Linear Basis Function Models#

Here we come back to basis function models for regression but now through a Bayesian perspective. To make the discussion easier to follow, we again start at decision theory. We also draw parallels with the frequentist treatment we have seen before.

Decision theory and observation model#

We again have a process \(p(\mathbf{x},t)\) we would like to model with a regression function \(y(\mathbf{x})\). In doing that we incur a loss \(L\) whose expectation is:

(34)#\[ \mathbb{E}[L] = \displaystyle\int\int\left[y(\mathbf{x})-t\right]^2p(\mathbf{x},t)\,\mathrm{d}\mathbf{x}\mathrm{d}t \]

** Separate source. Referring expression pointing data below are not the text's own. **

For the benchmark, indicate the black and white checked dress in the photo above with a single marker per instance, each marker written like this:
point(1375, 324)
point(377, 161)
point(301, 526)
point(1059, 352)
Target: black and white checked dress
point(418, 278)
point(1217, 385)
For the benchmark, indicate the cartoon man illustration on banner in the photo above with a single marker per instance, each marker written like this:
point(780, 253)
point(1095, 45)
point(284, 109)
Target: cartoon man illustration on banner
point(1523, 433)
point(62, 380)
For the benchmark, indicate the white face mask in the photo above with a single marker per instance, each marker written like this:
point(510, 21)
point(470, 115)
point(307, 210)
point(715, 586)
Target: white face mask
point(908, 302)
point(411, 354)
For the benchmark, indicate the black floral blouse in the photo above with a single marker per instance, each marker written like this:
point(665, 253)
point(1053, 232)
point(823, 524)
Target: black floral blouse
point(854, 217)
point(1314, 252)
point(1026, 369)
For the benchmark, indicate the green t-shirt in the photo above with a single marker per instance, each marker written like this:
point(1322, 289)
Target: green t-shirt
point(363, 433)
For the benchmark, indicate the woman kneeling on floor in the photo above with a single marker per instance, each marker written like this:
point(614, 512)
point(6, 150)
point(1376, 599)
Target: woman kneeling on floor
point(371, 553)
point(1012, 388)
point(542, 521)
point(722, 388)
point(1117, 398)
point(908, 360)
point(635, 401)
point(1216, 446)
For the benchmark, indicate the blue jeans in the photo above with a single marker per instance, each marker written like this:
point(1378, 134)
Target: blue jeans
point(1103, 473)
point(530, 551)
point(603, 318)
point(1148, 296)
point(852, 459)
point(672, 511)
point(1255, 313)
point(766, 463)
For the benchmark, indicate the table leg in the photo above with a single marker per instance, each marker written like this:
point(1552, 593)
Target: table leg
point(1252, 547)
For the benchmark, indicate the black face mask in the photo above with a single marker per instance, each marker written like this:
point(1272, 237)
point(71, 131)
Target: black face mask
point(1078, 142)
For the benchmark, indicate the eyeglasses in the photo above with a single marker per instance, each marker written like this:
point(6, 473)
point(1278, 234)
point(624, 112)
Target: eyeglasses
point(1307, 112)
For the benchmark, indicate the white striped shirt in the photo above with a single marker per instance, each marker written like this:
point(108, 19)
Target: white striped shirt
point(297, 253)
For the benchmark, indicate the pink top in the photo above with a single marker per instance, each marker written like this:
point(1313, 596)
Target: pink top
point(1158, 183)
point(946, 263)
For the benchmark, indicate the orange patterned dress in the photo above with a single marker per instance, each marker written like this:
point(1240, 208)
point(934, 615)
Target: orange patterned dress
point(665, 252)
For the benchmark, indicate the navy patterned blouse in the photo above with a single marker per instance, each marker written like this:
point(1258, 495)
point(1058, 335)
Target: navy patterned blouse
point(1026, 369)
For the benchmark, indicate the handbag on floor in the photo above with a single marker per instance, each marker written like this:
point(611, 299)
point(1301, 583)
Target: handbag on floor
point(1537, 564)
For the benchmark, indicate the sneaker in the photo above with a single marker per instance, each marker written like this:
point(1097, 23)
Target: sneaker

And we have seen in Decision Theory that the best option for \(y(\mathbf{x})\) is:

(35)#\[ y(\mathbf{x}) = \mathbb{E}[t\vert\mathbf{x}] \]

We must therefore come up with an expression for \(p(t\vert\mathbf{x})\). To make our lives easier, we opt to model this with a Gaussian. It is an attractive choice because its expectation is simply its mean.

This leads to the observation model:

(36)#\[ p(t\vert\mathbf{x}) = \mathcal{N}\left(t\vert y(\mathbf{x}),\beta^{-1}\right) \]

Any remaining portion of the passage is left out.